Prologue: Reading the Data

Our benchmark will be a simple market data processor; given messages from IEX, serialize each message into the schema format, then read back each message to do some basic aggregation.

But before we make it to that point, we have to read in the market data. To do so, I'm using a library called nom. Version 5.0 was recently released and brought some big changes, so this was an opportunity to build a non-trivial program and see how it fared.
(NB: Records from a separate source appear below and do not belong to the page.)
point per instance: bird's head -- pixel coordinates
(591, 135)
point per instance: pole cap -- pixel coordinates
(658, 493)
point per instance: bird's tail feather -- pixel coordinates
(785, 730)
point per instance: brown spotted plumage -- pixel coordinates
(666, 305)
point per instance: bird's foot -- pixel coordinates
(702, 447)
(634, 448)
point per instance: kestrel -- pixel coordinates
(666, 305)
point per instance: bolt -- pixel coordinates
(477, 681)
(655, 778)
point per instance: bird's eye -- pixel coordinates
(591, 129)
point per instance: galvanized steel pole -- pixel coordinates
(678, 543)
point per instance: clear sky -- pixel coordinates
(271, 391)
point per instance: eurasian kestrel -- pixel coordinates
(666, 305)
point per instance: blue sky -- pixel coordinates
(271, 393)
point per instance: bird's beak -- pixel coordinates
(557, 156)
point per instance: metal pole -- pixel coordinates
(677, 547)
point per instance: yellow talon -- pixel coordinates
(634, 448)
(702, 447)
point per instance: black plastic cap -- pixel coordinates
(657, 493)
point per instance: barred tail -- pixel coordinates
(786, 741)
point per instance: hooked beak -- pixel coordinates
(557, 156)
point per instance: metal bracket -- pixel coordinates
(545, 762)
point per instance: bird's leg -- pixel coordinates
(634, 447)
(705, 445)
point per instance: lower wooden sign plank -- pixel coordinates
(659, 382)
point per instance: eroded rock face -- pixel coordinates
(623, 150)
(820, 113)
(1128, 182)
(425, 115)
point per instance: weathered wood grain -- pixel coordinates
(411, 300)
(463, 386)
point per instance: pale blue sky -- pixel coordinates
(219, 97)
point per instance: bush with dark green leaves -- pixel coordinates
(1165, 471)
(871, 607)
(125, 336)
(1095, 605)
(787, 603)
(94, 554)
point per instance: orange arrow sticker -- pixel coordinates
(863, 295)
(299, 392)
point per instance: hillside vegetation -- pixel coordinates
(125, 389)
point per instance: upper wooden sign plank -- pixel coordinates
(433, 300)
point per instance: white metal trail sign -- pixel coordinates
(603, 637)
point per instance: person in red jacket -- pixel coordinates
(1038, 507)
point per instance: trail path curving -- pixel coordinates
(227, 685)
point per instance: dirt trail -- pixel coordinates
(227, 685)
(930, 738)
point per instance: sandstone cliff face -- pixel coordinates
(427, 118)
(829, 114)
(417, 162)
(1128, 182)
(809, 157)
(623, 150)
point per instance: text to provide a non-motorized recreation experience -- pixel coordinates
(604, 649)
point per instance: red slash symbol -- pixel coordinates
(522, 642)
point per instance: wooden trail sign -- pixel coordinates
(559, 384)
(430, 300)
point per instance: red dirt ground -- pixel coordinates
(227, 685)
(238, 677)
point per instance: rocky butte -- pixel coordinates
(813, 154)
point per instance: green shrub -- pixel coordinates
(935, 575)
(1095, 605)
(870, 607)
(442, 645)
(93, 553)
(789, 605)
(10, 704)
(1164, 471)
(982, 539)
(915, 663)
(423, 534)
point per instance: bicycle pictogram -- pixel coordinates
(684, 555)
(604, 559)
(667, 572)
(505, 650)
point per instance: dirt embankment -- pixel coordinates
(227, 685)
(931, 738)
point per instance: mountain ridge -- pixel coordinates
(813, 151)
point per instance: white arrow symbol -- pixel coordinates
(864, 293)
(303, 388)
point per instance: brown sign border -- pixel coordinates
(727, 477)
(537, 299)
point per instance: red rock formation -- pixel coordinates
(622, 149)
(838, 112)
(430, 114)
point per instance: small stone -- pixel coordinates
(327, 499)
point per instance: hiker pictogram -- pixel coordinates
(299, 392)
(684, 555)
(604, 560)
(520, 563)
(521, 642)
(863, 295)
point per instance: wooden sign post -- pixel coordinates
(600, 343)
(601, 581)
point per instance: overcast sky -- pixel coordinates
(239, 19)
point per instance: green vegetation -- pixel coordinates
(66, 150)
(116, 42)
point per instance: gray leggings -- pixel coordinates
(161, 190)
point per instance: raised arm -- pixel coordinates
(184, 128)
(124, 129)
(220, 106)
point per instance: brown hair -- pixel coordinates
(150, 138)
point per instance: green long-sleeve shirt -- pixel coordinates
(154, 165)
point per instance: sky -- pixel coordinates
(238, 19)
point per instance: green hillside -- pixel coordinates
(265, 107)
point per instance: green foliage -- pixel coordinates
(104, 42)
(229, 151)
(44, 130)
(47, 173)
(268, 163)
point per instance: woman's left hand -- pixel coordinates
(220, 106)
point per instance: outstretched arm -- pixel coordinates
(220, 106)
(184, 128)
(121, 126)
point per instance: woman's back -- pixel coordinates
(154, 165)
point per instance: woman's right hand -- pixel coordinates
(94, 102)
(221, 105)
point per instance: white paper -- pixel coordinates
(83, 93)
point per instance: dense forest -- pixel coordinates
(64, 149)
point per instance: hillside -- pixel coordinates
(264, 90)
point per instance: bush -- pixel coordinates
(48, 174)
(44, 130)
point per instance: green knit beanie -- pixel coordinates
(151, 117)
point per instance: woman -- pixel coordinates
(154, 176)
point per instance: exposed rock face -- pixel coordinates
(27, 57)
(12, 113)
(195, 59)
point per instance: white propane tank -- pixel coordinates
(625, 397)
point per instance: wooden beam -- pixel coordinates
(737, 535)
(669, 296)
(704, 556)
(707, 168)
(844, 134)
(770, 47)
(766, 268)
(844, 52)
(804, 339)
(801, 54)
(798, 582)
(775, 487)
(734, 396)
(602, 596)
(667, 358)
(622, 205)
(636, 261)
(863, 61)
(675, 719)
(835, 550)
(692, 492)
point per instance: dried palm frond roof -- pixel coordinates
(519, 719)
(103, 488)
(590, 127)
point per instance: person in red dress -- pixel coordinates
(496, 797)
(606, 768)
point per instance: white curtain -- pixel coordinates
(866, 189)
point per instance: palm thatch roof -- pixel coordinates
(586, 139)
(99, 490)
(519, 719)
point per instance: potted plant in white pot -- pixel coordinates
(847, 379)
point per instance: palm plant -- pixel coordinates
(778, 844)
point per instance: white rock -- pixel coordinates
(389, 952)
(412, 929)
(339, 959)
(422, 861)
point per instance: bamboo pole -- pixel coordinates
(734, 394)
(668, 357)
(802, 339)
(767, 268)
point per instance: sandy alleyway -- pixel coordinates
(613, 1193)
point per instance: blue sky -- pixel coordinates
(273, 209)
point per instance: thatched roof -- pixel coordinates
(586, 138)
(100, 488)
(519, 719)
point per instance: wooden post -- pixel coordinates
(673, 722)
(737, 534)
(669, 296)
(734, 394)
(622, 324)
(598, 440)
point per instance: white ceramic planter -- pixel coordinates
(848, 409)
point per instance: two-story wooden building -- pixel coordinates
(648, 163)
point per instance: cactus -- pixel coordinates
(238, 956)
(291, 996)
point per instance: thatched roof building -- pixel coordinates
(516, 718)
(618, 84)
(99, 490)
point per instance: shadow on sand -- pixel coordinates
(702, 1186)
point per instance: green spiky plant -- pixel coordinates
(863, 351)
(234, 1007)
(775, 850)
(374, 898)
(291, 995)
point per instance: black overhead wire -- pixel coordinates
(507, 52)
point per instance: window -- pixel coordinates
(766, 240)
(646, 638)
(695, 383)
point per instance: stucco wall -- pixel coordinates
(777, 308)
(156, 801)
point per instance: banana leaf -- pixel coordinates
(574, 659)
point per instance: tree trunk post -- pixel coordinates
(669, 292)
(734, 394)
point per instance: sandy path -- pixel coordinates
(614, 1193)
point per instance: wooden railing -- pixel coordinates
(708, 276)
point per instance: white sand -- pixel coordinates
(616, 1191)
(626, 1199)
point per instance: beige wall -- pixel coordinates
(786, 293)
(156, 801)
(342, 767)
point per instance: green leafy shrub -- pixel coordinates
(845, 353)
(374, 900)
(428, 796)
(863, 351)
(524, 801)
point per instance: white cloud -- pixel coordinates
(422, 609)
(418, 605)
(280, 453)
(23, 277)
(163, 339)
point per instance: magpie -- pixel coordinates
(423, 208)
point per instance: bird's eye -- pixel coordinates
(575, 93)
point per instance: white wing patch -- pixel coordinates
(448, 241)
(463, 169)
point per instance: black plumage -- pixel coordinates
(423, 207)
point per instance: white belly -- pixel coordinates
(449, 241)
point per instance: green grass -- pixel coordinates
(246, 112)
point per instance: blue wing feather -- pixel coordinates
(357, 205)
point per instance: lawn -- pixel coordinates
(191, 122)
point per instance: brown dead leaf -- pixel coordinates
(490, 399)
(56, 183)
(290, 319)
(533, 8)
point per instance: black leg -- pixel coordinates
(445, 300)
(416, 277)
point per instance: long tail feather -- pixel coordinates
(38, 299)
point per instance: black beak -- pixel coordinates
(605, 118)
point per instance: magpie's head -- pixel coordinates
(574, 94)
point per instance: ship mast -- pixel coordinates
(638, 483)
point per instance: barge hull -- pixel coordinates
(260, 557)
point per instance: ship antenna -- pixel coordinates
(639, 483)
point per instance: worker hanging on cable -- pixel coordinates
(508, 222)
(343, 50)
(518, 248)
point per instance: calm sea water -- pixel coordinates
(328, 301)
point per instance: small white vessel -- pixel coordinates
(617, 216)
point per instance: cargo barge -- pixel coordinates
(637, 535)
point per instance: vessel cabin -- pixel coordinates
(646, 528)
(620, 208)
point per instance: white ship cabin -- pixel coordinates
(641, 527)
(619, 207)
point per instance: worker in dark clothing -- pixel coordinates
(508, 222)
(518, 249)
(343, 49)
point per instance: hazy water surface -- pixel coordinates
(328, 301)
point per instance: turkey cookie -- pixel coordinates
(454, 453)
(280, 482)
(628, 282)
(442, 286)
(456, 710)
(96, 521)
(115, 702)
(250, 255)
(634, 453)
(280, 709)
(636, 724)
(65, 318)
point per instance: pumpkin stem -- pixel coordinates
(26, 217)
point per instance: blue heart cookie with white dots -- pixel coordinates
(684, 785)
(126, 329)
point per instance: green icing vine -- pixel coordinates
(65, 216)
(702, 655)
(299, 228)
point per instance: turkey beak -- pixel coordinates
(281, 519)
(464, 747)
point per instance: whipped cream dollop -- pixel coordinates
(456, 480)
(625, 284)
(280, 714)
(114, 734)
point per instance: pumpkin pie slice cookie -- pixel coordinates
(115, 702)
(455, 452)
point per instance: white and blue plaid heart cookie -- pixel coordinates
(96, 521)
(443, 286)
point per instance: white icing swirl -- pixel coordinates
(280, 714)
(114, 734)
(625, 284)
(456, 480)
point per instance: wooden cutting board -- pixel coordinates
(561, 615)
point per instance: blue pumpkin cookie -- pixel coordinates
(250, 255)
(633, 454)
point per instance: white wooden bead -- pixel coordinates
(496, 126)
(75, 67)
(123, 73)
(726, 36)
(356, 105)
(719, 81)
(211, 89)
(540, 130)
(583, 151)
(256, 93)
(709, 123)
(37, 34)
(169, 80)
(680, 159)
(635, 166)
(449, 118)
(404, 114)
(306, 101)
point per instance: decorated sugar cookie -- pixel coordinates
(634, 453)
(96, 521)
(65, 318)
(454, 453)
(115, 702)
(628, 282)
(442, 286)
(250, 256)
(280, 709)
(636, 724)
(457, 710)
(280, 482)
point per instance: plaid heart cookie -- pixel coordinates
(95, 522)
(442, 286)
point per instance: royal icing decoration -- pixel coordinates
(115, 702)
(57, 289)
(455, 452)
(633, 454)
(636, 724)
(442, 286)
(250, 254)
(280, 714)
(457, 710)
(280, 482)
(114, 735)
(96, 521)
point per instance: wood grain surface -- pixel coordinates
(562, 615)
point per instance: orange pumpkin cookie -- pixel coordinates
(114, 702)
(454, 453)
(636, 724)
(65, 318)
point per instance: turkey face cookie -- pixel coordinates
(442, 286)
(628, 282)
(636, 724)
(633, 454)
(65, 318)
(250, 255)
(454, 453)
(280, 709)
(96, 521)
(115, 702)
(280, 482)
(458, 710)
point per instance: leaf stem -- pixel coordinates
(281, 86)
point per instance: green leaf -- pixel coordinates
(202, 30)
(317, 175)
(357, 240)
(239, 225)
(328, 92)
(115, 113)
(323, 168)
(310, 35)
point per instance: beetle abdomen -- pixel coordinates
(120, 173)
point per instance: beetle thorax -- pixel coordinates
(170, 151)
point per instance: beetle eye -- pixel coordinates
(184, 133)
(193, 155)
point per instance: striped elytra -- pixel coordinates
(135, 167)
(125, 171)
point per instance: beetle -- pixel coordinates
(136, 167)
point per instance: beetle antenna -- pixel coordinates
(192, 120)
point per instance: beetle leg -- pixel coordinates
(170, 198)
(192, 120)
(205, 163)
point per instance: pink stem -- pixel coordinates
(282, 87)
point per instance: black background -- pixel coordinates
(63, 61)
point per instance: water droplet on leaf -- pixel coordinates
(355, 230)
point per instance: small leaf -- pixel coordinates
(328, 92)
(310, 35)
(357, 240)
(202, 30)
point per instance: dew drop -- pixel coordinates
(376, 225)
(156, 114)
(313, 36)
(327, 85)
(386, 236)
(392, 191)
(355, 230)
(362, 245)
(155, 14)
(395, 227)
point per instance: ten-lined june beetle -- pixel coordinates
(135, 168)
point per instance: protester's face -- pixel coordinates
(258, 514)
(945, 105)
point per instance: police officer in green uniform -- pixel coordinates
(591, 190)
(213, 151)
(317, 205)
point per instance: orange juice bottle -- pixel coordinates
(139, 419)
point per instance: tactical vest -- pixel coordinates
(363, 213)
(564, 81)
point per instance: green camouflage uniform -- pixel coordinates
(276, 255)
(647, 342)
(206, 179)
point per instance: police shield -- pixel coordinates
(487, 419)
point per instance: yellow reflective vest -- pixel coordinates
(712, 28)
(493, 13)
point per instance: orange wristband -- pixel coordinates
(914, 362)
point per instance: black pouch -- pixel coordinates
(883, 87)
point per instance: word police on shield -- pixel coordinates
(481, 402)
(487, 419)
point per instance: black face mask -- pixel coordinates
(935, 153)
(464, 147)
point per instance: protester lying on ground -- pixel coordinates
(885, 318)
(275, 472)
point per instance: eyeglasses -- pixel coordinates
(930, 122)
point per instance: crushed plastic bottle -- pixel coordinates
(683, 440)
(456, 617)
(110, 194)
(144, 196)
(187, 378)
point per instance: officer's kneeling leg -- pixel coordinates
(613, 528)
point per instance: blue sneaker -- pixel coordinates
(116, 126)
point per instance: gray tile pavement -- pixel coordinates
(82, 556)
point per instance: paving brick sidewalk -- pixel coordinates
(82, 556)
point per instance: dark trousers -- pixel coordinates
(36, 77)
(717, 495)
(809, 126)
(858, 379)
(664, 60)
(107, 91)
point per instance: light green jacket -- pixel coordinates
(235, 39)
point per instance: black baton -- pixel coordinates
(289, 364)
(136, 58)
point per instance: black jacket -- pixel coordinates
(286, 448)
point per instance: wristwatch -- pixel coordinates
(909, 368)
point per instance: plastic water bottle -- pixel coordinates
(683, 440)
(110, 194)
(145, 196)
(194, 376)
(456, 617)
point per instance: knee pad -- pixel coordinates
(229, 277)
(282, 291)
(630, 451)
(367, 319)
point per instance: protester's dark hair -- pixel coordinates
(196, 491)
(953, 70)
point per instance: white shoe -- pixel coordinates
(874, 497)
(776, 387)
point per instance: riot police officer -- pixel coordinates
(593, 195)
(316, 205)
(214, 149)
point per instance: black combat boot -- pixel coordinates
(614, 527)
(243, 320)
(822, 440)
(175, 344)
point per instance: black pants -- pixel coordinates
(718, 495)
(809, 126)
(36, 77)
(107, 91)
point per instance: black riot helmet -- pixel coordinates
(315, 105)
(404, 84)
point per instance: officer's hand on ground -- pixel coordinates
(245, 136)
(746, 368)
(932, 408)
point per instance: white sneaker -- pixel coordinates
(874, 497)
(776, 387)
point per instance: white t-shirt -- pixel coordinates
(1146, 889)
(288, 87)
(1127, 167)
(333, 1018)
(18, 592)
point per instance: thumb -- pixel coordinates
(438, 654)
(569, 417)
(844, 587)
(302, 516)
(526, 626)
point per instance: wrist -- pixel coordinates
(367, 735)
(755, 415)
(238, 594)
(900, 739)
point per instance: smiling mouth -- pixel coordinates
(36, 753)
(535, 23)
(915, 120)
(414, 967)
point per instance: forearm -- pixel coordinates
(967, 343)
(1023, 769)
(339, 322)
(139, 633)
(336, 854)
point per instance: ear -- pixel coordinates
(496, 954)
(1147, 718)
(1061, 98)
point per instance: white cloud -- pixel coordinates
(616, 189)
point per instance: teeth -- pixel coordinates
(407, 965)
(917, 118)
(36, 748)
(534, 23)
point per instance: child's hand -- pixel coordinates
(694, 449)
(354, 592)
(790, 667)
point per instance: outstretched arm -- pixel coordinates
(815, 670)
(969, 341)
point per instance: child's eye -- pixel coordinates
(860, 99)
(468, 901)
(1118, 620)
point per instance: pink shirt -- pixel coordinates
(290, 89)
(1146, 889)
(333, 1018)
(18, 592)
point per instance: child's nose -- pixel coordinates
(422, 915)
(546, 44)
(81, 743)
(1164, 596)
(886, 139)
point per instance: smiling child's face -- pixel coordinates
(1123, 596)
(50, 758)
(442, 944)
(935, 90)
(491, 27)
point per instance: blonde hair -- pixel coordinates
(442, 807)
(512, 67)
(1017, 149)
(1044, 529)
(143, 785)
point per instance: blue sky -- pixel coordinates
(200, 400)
If you're not familiar with nom, the idea is to build a binary data parser by combining different mini-parsers. For example, if your data looks like this:

   0                   1                   2                   3
   0 1 2 3 4 5 6 7 8 9 0 1 2 3 4 5 6 7 8 9 0 1 2 3 4 5 6 7 8 9 0 1
   +---------------------------------------------------------------+
 0 |                    Block Type = 0x00000006                    |
   +---------------------------------------------------------------+
 4 |                      Block Total Length                       |
   +-+-+-+-+-+-+-+-+-+-+-+-+-+-+-+-+-+-+-+-+-+-+-+-+-+-+-+-+-+-+-+-+
 8 |                         Interface ID                          |
   +-+-+-+-+-+-+-+-+-+-+-+-+-+-+-+-+-+-+-+-+-+-+-+-+-+-+-+-+-+-+-+-+
12 |                        Timestamp (High)                       |
   +-+-+-+-+-+-+-+-+-+-+-+-+-+-+-+-+-+-+-+-+-+-+-+-+-+-+-+-+-+-+-+-+
16 |                        Timestamp (Low)                        |
   +-+-+-+-+-+-+-+-+-+-+-+-+-+-+-+-+-+-+-+-+-+-+-+-+-+-+-+-+-+-+-+-+
20 |                         Captured Len                          |
   +-+-+-+-+-+-+-+-+-+-+-+-+-+-+-+-+-+-+-+-+-+-+-+-+-+-+-+-+-+-+-+-+
24 |                          Packet Len                           |
   +-+-+-+-+-+-+-+-+-+-+-+-+-+-+-+-+-+-+-+-+-+-+-+-+-+-+-+-+-+-+-+-+
   |                          Packet Data                          |
   |                              ...                              |

...you can build a parser in nom like this:

const ENHANCED_PACKET: [u8; 4] = [0x06, 0x00, 0x00, 0x00];
pub fn enhanced_packet_block(input: &[u8]) -> IResult<&[u8], &[u8]> {
    let (
        remaining,
        (
            block_type,
            block_len,
            interface_id,
            timestamp_high,
            timestamp_low,
            captured_len,
            packet_len,
        ),
    ) = tuple((
        tag(ENHANCED_PACKET),
        le_u32,
        le_u32,
        le_u32,
        le_u32,
        le_u32,
        le_u32,
    ))(input)?;

    let (remaining, packet_data) = take(captured_len)(remaining)?;
    Ok((remaining, packet_data))
}

This demonstration isn't too interesting, but when more complex formats need to be parsed (like IEX market data), nom really shines.

Ultimately, because nom was used to parse the IEX-format market data before serialization, we're not too interested in its performance. However, it's worth mentioning how much easier this project was because I didn't have to write all the boring code by hand.

Part 1: Cap'n Proto

Now it's time to get into the meaty part of the story. Cap'n Proto was the first format I tried because of how long it has supported Rust (thanks to David Renshaw for maintaining the Rust port since 2014!). However, I had a ton of performance concerns actually using of Cap'n Proto.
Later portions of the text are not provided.